23.12.2011

D'une année (politique) à l'autre...

Voici Noël! L'occasion de faire le point sur l'année écoulée, riche en actualité politique, et d'envisager quelques pistes pour la prochaine.

Au niveau mondial, on retiendra certainement deux séries d'événements majeurs en 2011: le Printemps arabe et la crise de la dette en Europe. Quelle différence entre les deux! Le premier symbolise ce qu'il peut y avoir de meilleur dans l'homme: le courage de se battre pour sa liberté, la volonté d'en finir avec les tyrannies, le sentiment d'appartenance à une fraternité internationale (grâce aux réseaux sociaux notamment) - ceci même si la situation actuelle dans les pays "libérés" est loin d'être rose. A l'inverse, la crise de l'euro symbolise la décrépitude du monde occidental et européen, enferré dans ses compromissions politiques et financières, et la faiblesse de dirigeants incapables de tracer une ligne claire dans leurs actions...

Quel contraste! Des pays arabes, longtemps considérés comme arriérés, qui manifestent leur modernité, leur envie de rejoindre le monde occidental et ce dernier qui se décrédibilise dans le même temps, notamment l'Union européenne, porteuse d'un rêve merveilleux dans la 2e moitié du 20e siècle et maintenant échouée sur des rivages vaseux...
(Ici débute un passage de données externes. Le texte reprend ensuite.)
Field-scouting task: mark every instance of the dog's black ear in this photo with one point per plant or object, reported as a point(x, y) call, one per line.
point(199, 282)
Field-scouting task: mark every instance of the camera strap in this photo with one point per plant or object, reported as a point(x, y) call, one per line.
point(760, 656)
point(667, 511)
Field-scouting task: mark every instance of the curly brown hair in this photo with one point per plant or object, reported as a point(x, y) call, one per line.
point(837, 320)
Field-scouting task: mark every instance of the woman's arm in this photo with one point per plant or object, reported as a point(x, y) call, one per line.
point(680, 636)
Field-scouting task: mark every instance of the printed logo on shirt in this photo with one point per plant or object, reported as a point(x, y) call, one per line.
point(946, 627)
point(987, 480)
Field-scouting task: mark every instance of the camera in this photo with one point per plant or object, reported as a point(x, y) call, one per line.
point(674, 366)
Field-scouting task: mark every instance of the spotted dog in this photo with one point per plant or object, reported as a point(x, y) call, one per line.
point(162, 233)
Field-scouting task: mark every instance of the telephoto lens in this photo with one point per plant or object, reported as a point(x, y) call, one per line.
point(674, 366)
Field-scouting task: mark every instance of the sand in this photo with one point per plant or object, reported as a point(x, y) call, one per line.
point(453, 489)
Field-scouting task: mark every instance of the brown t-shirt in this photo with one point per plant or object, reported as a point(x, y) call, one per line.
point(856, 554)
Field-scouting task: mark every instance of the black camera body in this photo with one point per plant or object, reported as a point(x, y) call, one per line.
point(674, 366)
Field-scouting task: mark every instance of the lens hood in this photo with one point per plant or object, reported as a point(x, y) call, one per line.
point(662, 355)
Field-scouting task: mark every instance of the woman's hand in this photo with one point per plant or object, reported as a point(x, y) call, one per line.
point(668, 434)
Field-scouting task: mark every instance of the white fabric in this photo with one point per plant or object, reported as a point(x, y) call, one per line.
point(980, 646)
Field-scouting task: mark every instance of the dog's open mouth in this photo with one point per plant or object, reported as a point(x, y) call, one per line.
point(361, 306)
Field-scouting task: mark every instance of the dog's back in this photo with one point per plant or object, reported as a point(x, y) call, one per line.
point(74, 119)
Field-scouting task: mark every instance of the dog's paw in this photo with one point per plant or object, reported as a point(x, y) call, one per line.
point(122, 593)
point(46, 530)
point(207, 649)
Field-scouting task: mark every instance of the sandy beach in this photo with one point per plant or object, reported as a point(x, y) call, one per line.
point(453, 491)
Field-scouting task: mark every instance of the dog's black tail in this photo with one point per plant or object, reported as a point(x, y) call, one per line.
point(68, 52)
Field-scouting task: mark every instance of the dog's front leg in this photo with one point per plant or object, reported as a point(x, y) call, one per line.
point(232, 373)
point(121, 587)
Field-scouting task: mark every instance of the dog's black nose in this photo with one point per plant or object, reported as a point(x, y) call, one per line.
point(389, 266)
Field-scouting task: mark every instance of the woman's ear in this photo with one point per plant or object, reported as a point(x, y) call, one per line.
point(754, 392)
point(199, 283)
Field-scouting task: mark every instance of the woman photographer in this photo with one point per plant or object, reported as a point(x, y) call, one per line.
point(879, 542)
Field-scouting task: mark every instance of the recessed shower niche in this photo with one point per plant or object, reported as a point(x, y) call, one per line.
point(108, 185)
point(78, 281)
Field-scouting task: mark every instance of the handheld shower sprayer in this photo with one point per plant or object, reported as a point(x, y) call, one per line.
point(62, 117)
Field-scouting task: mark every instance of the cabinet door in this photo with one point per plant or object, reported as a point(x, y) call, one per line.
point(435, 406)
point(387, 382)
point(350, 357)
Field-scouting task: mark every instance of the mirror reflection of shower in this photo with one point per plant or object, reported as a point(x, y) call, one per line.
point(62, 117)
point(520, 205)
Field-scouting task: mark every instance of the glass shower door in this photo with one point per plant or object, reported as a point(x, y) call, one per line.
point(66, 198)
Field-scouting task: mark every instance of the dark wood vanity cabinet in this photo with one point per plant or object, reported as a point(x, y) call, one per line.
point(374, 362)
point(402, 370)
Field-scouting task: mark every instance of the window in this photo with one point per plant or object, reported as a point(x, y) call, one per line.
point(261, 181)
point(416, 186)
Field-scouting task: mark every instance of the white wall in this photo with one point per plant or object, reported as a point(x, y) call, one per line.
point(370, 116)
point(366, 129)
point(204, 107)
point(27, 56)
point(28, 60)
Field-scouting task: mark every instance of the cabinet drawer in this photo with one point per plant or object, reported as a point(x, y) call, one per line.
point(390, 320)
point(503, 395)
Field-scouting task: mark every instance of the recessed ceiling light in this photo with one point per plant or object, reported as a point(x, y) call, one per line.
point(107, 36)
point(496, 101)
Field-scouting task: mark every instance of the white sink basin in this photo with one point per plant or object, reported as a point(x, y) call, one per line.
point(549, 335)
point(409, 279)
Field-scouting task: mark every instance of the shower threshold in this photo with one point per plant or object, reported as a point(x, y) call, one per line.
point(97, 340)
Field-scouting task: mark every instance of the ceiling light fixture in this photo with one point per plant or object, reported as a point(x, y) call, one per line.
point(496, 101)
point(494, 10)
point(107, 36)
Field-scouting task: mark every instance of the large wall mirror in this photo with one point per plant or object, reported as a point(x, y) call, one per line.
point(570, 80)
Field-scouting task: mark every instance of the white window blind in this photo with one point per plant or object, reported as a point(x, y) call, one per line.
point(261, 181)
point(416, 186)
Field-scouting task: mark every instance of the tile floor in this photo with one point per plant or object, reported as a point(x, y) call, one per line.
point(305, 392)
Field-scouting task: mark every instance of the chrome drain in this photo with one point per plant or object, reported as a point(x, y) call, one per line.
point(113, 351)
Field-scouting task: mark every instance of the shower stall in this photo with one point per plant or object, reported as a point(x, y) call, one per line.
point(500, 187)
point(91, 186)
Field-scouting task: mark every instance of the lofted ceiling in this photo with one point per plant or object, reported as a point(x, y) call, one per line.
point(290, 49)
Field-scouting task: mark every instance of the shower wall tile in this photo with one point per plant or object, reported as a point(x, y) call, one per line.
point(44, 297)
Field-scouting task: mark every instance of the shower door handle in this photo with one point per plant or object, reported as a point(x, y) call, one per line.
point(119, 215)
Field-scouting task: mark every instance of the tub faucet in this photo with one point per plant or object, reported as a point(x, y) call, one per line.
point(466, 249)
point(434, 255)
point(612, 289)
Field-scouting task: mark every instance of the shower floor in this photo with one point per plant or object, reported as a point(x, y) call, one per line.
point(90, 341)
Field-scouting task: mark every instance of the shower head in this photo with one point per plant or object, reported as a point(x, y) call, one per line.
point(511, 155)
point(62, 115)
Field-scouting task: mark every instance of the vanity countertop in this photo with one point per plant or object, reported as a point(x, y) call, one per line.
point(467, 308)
Ces deux mouvements de fonds nous interpellent sur nos actions de citoyens - et pour certains d'entre nous, de femmes ou d'hommes politiques. Il existe sans doute deux manières fondamentalement différentes de réagir. La première se retrouve sous les traits des "Indignés" qui se mobilisent en Espagne, en Grèce, aux Etats-Unis et ailleurs. Ceux-ci espèrent que leur révolte permanente fera changer les choses par un rapport de force avec les décideurs, les "possédants". C'est une noble ambition, mais tout porte à croire qu'elle s'éteindra petit à petit, faute de résultat et de combattants suffisamment décidés à tenir ce bras de fer durant des mois et des années.

Une autre réaction possible consiste à essayer d'améliorer le système de l'intérieur, en acceptant ses structures fondamentales (surtout quand il s'agit d'Etats démocratiques) et en essayant d'agir par ses organes légitimes. Cette démarche, que l'on pourrait qualifier de "parlementaire", est certainement moins spectaculaire - et donc moins médiatique - mais plus porteuse à long terme que la précédente, par la capacité des acteurs à influer sur l'élaboration des lois et sur le contrôle de l'action gouvernementale. Pour ma part, c'est celle dans laquelle je me reconnais.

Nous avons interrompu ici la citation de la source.